Strittige Schiedsrichterentscheidung! Deutschland hat bei der Niederlage gegen Dänemark (26:31) zu Beginn der zweiten Halbzeit eine Phase in doppelter Unterzahl überstehen müssen. Wie die zweite Zwei-Minuten-Strafe von Marko Grgic zustande gekommen war, ließ die beiden Handball-Legenden Johannes Bitter und Stefan Kretzschmar fassungslos zurück.

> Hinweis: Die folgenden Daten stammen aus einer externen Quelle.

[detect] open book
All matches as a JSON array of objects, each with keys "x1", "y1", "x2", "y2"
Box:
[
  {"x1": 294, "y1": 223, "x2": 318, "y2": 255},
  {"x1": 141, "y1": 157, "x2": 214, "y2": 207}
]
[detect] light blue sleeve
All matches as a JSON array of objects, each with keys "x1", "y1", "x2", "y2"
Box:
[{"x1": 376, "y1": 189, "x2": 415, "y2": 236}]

Handball-EM: Diese Szene bei der deutschen Niederlage sorgte für großen Unmut
Diese Szene leitete die Niederlage ein
In der 38. Minute warf der deutsche Rückraumspieler zunächst das 14:15 und war daraufhin sofort wieder in der Abwehr gefordert. Als Dänemarks Superstar Mathias Gidsel rund acht Meter vor dem deutschen Tor den Ball bekam, stieß Grgic ihn in seinen Teamkollegen Johannes Golla hinein.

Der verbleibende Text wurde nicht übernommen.